The Friction in Frictionless Sharing

Facebook claims that frictionless sharing makes sharing easier. They’ve improved the usability of sharing by taking away the friction.

So let’s look at it from a usability perspective.

This is an oversimplification, but we can think of frictionless sharing as an attempt to replace something like this:

With something like this:

Instead of requiring the user to confirm every single article they choose to share, just give them a one-time dialog that enables them to share everything down the road.

That’s a lot less work for the user, right?

Well, no, not really. Because in the past the user only had to decide whether to share something they just read, but now they have to think about every single article before they even read it. If I read this article, then everyone will know I read it, and do I really want people to know I read it?

That creates more friction, not less.

And let’s not forget the friction the user experiences as they browse around the Web. Now they have to remember which sites are automatically sharing what they read. Did I allow a Facebook app to share what I read on this site? I don’t remember, so I’d better not click that link.

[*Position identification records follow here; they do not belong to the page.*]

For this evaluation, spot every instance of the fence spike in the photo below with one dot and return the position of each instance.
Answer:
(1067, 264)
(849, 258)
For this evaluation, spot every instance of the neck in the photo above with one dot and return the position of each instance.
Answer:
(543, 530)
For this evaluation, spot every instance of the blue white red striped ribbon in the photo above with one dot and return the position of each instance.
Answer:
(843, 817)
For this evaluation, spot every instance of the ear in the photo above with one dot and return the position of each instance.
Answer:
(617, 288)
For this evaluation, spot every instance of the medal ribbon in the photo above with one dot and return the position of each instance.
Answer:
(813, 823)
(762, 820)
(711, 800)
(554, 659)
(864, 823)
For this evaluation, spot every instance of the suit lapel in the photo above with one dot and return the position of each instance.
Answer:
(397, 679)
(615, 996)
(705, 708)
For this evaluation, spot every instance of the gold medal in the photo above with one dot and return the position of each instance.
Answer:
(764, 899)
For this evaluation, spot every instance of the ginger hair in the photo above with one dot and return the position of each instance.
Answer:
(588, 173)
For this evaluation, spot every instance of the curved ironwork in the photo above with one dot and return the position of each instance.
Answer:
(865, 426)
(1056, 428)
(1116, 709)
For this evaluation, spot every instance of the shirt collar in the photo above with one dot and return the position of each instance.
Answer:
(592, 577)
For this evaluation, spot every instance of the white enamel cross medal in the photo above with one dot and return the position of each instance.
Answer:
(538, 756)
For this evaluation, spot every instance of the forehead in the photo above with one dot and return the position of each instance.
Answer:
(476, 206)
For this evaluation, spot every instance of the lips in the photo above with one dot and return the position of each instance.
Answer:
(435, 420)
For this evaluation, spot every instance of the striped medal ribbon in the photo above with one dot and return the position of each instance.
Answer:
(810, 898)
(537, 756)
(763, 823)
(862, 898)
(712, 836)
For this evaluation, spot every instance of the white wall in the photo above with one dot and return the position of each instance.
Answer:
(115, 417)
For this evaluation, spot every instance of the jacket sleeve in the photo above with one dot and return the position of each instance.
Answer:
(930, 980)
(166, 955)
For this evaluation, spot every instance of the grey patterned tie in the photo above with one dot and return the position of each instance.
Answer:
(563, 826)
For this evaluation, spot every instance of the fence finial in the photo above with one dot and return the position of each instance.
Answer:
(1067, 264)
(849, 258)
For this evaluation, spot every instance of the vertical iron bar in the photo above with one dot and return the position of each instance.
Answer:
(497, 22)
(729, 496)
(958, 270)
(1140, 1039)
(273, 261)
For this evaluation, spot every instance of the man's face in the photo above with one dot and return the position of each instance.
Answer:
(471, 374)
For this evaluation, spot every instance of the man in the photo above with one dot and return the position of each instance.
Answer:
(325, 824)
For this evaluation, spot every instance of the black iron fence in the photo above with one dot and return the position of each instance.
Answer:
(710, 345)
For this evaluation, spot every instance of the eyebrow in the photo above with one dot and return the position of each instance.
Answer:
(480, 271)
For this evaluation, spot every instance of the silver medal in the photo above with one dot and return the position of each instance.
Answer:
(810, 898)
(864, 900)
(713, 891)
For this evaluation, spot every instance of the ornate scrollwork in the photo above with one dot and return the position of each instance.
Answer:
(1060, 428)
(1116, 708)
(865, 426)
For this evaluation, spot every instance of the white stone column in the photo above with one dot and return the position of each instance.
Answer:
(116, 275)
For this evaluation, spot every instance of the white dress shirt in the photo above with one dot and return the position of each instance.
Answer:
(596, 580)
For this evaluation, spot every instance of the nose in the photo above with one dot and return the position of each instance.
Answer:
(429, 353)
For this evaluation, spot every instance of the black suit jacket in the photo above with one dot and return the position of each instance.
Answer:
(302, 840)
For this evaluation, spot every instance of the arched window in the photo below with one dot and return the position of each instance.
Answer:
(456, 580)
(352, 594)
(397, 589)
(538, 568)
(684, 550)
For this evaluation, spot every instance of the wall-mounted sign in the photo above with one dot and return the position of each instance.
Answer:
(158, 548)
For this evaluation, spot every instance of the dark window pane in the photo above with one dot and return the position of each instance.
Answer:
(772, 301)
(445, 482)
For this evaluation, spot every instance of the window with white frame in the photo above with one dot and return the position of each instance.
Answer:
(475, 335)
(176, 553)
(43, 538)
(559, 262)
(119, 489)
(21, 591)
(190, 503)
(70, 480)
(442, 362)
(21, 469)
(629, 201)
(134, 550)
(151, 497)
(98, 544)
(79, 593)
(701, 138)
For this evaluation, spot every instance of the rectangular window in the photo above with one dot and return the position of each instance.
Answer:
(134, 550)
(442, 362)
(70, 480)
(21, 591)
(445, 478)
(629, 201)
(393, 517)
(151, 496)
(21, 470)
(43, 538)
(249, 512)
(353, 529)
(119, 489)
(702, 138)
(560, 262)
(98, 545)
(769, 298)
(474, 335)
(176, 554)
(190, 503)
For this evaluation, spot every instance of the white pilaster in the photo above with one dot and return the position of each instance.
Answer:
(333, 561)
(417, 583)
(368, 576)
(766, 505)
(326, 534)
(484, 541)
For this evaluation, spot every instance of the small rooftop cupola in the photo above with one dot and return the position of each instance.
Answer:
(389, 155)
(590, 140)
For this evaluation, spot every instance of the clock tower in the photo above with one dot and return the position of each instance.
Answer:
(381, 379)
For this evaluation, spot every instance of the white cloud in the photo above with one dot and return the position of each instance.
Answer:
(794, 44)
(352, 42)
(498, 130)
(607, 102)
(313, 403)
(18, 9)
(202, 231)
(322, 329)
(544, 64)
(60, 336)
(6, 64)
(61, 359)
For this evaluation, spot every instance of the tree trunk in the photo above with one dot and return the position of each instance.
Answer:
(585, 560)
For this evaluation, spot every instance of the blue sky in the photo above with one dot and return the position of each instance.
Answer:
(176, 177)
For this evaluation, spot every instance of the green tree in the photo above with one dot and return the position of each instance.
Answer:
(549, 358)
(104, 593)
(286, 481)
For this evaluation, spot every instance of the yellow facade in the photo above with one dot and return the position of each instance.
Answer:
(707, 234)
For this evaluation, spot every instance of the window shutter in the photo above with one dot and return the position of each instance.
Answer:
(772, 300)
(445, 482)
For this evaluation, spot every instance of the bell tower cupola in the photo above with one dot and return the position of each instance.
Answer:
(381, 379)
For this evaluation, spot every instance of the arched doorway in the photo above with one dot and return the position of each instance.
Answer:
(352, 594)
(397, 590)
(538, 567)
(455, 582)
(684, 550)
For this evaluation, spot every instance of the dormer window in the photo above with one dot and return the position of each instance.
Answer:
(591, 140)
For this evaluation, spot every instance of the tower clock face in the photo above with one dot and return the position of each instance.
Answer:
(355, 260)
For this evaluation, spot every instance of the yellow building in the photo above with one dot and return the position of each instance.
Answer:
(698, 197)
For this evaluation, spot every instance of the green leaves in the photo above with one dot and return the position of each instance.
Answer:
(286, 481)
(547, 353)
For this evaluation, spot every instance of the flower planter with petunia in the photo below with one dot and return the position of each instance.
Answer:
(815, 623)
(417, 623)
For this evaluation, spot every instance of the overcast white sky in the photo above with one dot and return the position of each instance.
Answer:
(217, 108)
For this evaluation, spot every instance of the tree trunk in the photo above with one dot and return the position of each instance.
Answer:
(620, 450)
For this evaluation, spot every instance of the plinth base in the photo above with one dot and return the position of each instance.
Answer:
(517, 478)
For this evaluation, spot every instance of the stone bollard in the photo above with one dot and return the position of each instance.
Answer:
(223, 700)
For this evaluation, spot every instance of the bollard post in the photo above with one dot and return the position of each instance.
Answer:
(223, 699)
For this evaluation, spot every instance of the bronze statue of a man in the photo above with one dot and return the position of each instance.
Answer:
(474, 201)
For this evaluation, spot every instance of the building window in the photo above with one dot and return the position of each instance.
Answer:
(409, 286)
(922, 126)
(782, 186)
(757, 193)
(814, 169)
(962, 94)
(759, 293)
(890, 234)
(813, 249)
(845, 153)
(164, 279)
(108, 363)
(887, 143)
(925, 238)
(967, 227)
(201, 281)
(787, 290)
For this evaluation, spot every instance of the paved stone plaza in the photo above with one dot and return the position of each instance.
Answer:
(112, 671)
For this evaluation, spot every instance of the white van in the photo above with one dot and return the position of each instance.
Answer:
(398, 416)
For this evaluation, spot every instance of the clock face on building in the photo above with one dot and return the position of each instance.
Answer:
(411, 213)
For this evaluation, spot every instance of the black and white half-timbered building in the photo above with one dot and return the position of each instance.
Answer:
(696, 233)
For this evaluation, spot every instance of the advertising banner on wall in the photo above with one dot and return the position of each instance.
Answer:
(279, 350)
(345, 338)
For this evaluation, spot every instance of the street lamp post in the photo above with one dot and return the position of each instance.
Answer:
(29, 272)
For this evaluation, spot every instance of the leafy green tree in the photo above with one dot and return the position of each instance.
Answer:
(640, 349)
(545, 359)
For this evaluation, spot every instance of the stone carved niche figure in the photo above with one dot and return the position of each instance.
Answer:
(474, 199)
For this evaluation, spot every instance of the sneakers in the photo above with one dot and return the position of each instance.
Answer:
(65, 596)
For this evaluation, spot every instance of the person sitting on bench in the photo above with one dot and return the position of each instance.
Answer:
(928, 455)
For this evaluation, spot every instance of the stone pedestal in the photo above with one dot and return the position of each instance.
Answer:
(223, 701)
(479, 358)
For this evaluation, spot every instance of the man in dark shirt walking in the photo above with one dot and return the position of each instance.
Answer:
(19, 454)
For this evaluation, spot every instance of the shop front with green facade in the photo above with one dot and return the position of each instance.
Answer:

So frictionless sharing isn’t frictionless after all. All it does is trade the small friction of having to choose what to share with the large friction of having to think about whether what you’re about to do will be shared.

4 thoughts on “The Friction in Frictionless Sharing

  1. What FB really needs is a setting in their news feeds with the option “Do you care about what articles this person reads.” ;)

  2. I agree with you but I think that the biggest problem is that many people will agree without reading the message carefully therefore not knowing exactly what they are agreeing to.

  3. Frictionless sharing cannot be associated with social portals or mobile apps, due to the tremendous number of parameters that the user can interact with (let alone the profile visitor).
    And, as you put it, the sharing API is another thing to remember, or use a meta app or website to handle it like mypermissions.org

  4. It bothers me that somebody went ahead and did this.
    Did they think before they acted?
    Did they work through what this means to real people of all types?
    I for one have diminishing respect for the people behind this.
    I think we need to think more about splitting the Internet in different pieces. ;-) Things like this, and the increasing failure of search might say that there’s big chunks that I might never want to see again!